Wednesday, June 9, 2010

trouble.... oh, trouble move away....

I'm venting here so I don't let things get to me.

today we took my 83-year old grandmother who has been in constant pain for the last month to the doctor to see what is going on. he took one look at her and sent her right to the ER. we have been urging her to go for the last three weeks and she has refused... today she said she wished she had listened to us. if she had, they'd have found she had two cracked ribs on her left side from the fall she took while drunk on May 8 (Mother's Day). she always drinks a lot, but on that particular day she said she was sad thinking about my mother, her only child, who had died on April 12, 1999. I had gone to visit her that day and it was a pretty unremarkable encounter. I think we did briefly discuss my mother but as usual, my grandmother didn't want to really go into the subject. later that night, after drinking from the moment I left until about 10:30 pm, she fell in her bedroom. she didn't know she was on the floor. she thought she was in her bed. a week later, she began having left side back pain which only got worse. after studying the heart chakra and its association to the lungs and the thoracic cavity... well, I probably don't need to connect the dots here. Broken hearts, broken lungs, broken spirits.

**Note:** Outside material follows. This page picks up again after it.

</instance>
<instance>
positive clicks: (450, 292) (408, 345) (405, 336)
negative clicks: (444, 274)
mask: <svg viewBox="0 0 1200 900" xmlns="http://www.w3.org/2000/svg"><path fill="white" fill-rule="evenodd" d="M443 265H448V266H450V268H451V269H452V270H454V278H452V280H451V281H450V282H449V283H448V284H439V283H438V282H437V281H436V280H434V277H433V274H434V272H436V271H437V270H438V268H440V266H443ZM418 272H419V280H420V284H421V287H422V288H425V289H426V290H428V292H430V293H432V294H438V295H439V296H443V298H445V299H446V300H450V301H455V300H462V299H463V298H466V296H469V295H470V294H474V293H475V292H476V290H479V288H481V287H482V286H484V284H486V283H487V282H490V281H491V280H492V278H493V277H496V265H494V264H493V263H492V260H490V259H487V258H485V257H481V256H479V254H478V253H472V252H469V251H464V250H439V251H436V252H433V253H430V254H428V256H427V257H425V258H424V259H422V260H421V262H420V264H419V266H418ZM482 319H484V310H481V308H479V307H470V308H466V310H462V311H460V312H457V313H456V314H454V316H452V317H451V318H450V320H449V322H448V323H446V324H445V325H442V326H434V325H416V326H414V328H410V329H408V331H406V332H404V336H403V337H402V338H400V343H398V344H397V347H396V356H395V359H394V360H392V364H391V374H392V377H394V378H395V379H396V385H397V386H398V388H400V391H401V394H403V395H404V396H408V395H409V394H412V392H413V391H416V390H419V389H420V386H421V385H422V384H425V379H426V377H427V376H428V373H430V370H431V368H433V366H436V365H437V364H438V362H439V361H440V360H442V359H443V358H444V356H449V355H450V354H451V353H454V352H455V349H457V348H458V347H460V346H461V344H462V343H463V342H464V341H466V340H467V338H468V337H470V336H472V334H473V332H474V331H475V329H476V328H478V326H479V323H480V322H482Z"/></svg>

rolf tells us that unhealed grief and guilt will make us sick and we will carry that sickness to our grave. I know my grandmother feels guilt in part for the way she raised my mother, for being an alcoholic and for so many things unsaid. there is part of me that doesn't want to reopen old wounds, but so much of me wants to tell her it's okay. rolf told us that people do the best they can with what they are given. even people who do really bad things... it's what they are given in terms of mastery of the ego, of connection to the divine, of empathy towards the suffering and basic humanity of others. it's not our place to create more suffering by living in regret, or anger, or pain, or guilt, or shame. it is our place to create a world of compassion in which we- and others- can feel supported and healed.

that said, I'm working hard to get there myself.

1 comment:

  1. you're a beautiful writer, dana. i am so sorry this happened.